IMC's mission was discussed by Aguirre on Thursday, April 21, at Santa Monica College as part of the Global Connections Lecture Series. Aguirre stressed how her organization believes in training and passing on medical skills to benefit the future, and not just providing countries with a temporary handout.
"We feel that you cannot go into a disaster, crisis, or conflict and just deliver aid," said Aguirre. "I prefer not to use the word ‘aid,' because to me it's just a handout." Aguirre and IMC believe that it is important to provide the local population of battered countries with the skills and knowledge necessary to carry on after a crisis.
The IMC's success in teaching self-reliance can also be seen in the make-up of the organization's staff. Out of the staff of over 4,000, about 60 work at the Santa Monica headquarters, while another 40 work at the Washington D.C. office.
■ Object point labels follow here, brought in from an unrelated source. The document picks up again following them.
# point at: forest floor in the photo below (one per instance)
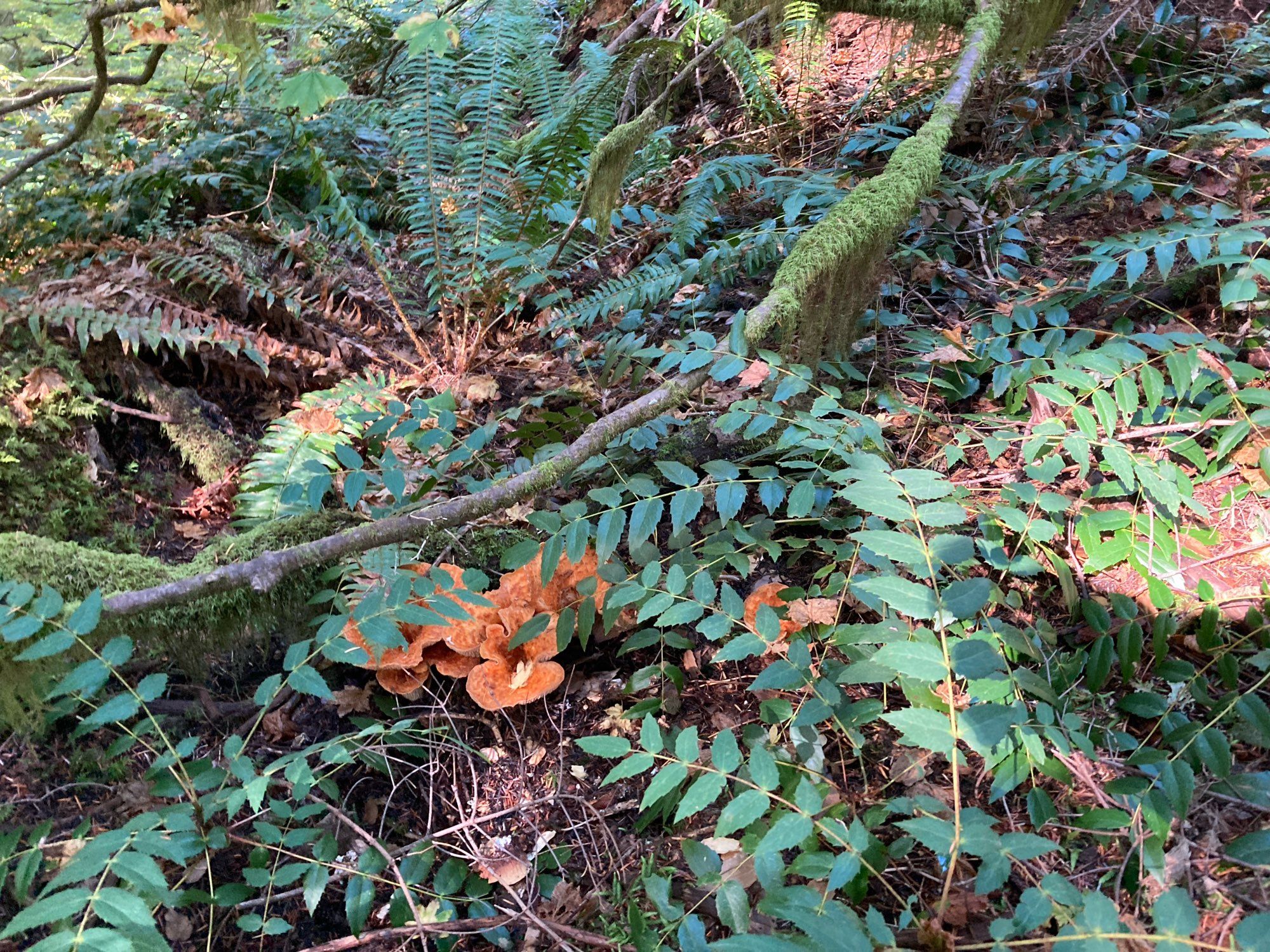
(523, 764)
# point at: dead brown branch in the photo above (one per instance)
(267, 571)
(96, 20)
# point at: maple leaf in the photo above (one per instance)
(754, 375)
(482, 389)
(813, 611)
(352, 700)
(311, 91)
(426, 32)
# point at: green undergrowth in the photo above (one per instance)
(36, 439)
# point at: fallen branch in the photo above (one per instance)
(96, 20)
(267, 571)
(829, 277)
(459, 927)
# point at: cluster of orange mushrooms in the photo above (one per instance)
(479, 648)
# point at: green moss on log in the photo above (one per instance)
(610, 162)
(923, 13)
(830, 277)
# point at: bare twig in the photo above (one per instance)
(86, 86)
(373, 842)
(96, 20)
(267, 571)
(460, 927)
(131, 412)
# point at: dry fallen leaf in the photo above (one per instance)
(39, 385)
(152, 35)
(190, 529)
(946, 354)
(317, 421)
(813, 611)
(962, 906)
(737, 865)
(754, 375)
(352, 700)
(175, 15)
(617, 722)
(482, 390)
(279, 727)
(686, 293)
(505, 870)
(177, 926)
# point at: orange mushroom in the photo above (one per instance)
(463, 637)
(402, 681)
(525, 587)
(515, 676)
(449, 662)
(479, 647)
(769, 595)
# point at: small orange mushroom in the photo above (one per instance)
(463, 637)
(769, 595)
(515, 676)
(479, 647)
(449, 662)
(393, 658)
(525, 587)
(402, 681)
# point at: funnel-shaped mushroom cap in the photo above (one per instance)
(449, 662)
(402, 681)
(463, 637)
(498, 638)
(769, 595)
(393, 658)
(525, 588)
(497, 685)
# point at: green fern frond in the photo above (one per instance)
(279, 482)
(699, 204)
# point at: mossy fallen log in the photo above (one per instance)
(830, 277)
(194, 430)
(189, 631)
(921, 13)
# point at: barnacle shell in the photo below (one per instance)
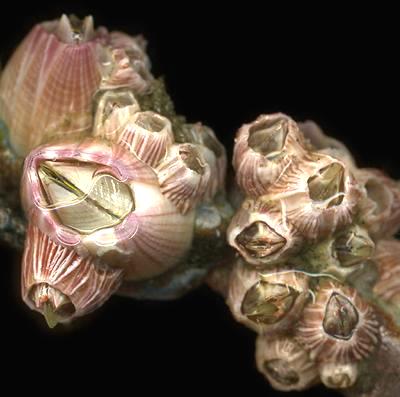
(338, 326)
(184, 176)
(285, 363)
(319, 195)
(100, 199)
(387, 259)
(326, 144)
(266, 301)
(61, 284)
(261, 233)
(380, 202)
(338, 375)
(47, 86)
(263, 150)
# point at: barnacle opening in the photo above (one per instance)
(268, 137)
(150, 122)
(191, 157)
(268, 303)
(353, 246)
(84, 200)
(327, 185)
(281, 372)
(341, 317)
(259, 240)
(53, 304)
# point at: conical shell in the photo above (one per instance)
(85, 283)
(47, 86)
(147, 240)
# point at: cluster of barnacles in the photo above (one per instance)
(122, 195)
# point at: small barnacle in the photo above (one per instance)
(387, 260)
(353, 246)
(266, 301)
(285, 363)
(260, 233)
(379, 207)
(263, 150)
(339, 326)
(337, 375)
(320, 195)
(184, 176)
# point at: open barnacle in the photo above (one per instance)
(59, 283)
(263, 150)
(102, 200)
(266, 301)
(379, 207)
(285, 364)
(338, 326)
(320, 195)
(261, 233)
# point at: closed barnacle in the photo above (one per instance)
(184, 176)
(266, 301)
(338, 326)
(260, 232)
(284, 363)
(264, 150)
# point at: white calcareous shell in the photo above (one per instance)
(264, 150)
(47, 86)
(266, 301)
(57, 276)
(285, 363)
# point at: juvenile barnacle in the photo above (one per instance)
(260, 232)
(285, 363)
(379, 207)
(266, 301)
(100, 199)
(263, 150)
(338, 375)
(184, 176)
(59, 283)
(338, 326)
(387, 260)
(320, 195)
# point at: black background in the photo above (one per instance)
(223, 65)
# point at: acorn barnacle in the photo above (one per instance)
(262, 234)
(338, 326)
(263, 150)
(266, 301)
(320, 195)
(285, 363)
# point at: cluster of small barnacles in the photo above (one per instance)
(117, 190)
(121, 195)
(315, 238)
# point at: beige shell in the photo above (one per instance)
(387, 259)
(264, 150)
(319, 195)
(380, 203)
(57, 276)
(47, 86)
(266, 301)
(184, 176)
(285, 363)
(338, 375)
(338, 326)
(262, 234)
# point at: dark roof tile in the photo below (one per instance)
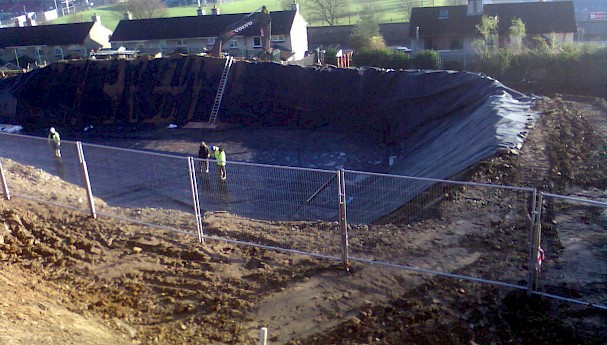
(194, 26)
(539, 17)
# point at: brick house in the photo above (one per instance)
(49, 43)
(196, 34)
(453, 28)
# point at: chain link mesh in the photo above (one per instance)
(38, 169)
(574, 248)
(443, 226)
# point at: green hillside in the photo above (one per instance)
(386, 11)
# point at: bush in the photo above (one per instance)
(427, 59)
(382, 58)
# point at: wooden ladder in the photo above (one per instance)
(220, 90)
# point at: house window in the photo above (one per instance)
(457, 44)
(58, 52)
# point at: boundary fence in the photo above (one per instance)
(340, 215)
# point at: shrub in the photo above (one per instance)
(427, 59)
(382, 58)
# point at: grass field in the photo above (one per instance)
(386, 11)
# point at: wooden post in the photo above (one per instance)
(7, 194)
(343, 223)
(536, 235)
(85, 179)
(195, 199)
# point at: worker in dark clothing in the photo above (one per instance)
(55, 139)
(204, 153)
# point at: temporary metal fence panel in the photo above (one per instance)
(33, 172)
(297, 207)
(147, 187)
(574, 249)
(440, 226)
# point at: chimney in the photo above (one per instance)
(475, 7)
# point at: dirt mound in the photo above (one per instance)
(72, 279)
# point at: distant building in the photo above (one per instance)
(395, 35)
(49, 43)
(197, 34)
(453, 28)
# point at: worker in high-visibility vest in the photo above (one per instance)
(220, 157)
(55, 139)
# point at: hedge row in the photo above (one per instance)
(574, 70)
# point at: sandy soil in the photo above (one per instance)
(70, 279)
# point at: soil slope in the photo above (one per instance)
(70, 279)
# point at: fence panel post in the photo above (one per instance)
(536, 234)
(195, 199)
(7, 193)
(85, 179)
(343, 222)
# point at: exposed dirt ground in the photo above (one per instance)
(70, 279)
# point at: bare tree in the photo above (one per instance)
(329, 11)
(286, 4)
(406, 6)
(142, 9)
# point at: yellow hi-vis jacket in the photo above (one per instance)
(220, 156)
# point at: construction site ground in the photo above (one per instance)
(70, 279)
The rest is comprised of the local populations of the countries in need of relief.
"Ninety-six percent of the people that work for us are from the countries they're working in," said Aguirre. "So in Pakistan, when the floods occurred, our 700 Pakistani workers were the ones who were responding and providing care for their local communities."
According to Aguirre, the earthquake in Haiti presented the IMC with a unique challenge. Much of the infrastructure in Haiti was devastated by the earthquake. The first response team was on the ground 22 hours after the earthquake, and upon arrival the IMC team began training local doctors, nurses, and medical students how to perform emergency care and wound care.
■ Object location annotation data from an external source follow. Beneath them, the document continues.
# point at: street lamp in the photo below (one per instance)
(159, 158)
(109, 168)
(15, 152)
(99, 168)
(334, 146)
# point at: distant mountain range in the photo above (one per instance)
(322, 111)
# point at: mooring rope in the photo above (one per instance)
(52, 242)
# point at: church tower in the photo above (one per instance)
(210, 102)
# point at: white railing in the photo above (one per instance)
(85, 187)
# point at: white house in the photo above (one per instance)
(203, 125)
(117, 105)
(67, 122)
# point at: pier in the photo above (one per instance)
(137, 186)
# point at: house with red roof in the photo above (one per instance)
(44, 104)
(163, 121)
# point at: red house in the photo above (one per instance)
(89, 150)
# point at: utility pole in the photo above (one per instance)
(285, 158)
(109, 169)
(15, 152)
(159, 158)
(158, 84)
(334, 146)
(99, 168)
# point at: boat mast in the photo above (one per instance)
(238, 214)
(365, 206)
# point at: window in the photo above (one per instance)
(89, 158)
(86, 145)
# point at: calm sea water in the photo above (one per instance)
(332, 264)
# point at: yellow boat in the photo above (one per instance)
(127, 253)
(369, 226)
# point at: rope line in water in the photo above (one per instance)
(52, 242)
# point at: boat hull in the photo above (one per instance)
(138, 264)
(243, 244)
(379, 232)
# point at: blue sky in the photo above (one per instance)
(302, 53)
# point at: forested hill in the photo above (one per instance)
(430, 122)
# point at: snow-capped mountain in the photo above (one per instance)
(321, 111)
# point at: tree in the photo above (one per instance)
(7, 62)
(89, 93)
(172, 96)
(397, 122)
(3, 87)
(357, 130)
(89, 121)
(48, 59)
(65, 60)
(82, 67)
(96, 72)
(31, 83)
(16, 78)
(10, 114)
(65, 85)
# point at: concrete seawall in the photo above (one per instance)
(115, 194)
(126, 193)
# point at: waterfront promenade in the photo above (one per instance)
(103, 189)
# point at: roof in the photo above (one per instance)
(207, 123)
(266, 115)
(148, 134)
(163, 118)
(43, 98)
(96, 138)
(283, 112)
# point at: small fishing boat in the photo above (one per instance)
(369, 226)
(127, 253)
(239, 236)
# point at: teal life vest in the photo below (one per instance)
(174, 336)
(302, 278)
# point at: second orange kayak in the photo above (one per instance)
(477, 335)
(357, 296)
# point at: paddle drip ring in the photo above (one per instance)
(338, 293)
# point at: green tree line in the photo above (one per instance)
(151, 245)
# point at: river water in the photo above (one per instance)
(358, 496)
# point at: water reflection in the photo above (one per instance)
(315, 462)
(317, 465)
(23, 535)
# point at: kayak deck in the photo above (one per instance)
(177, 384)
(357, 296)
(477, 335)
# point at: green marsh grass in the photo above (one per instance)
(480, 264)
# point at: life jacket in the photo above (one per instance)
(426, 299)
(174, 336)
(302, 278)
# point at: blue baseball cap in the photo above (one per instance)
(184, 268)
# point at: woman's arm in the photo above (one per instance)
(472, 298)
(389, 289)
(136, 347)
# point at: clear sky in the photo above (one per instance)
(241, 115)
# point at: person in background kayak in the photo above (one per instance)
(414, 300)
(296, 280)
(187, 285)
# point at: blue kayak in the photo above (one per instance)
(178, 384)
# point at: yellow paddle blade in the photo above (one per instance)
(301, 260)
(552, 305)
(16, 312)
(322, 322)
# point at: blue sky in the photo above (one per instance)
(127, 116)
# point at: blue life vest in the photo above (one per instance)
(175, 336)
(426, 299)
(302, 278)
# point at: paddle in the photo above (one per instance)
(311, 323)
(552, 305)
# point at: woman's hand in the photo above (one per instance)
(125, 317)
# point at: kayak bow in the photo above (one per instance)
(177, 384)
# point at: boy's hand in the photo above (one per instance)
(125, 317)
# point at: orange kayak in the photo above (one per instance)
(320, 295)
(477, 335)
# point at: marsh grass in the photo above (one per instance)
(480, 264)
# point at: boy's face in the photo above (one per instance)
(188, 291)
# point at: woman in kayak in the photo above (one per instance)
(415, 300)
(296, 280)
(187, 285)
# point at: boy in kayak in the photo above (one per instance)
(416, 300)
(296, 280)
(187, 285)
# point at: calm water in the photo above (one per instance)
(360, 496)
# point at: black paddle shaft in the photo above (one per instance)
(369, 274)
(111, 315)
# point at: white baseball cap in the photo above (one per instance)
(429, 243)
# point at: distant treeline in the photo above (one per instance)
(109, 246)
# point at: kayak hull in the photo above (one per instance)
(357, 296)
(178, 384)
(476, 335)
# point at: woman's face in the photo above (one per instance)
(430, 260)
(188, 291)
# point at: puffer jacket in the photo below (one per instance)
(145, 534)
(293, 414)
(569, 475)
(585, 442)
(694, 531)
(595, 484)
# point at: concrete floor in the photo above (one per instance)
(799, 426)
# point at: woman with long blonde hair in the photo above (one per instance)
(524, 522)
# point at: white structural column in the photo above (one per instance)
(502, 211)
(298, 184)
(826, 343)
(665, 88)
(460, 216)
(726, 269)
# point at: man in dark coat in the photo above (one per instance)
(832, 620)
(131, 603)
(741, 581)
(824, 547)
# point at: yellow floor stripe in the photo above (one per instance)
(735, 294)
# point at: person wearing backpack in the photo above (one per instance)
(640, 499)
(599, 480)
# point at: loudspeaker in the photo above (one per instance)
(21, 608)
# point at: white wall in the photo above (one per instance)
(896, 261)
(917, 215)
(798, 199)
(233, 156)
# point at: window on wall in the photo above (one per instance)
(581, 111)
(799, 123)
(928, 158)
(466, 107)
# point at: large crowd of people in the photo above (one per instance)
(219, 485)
Along with the immediate impact, Aguirre sees the relief as a way of planting seeds for the future. "So much of the infrastructure was decimated. So many of the people who would be the people to respond to a disaster were either lost, injured, compromised or were taking care of their loved ones," said Aguirre.
During the lecture, Aguirre showed a picture of a woman with a makeshift splint on her leg. The splint was made using the sides of a drawer from her house.
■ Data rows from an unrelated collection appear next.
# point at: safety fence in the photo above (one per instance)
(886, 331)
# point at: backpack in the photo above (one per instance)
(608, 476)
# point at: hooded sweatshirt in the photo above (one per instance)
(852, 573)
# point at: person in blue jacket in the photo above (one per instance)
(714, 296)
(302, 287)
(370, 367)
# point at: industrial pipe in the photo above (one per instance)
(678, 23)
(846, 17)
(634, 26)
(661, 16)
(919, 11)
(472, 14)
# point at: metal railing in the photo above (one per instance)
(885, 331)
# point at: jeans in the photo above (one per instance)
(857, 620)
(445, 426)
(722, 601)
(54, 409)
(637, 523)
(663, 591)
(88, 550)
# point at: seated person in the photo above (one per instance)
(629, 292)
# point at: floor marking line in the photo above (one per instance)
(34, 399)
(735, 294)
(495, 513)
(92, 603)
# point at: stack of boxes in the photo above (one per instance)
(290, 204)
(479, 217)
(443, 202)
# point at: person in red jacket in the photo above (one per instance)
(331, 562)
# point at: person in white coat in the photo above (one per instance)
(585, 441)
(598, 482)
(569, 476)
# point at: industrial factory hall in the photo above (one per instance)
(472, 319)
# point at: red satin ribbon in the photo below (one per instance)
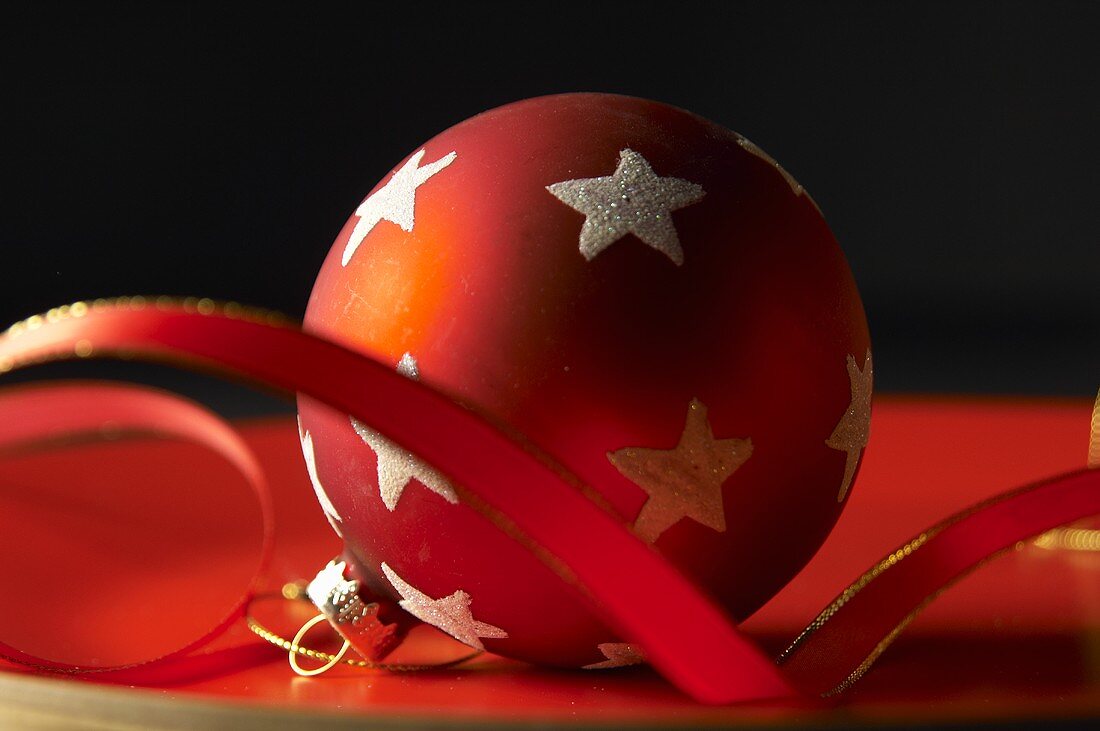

"We were teaching them how to make splints and how to do wound care," said Aguirre. "We began training people on how to do this kind of care and literally teaching them triage and laying the groundwork."
Six months after the earthquake in Haiti, the amount of Haitians working for the IMC was overwhelming. "When we first started responding in Haiti, the people wearing International Medical Corps t-shirts were American for the most part," said Aguirre. "After six months, our staff was 1,100 Haitians. Our expatriate staff was about 20, so it was a complete reversal. Our long term goal is that we hand over ownership of the delivery of the care to the local population."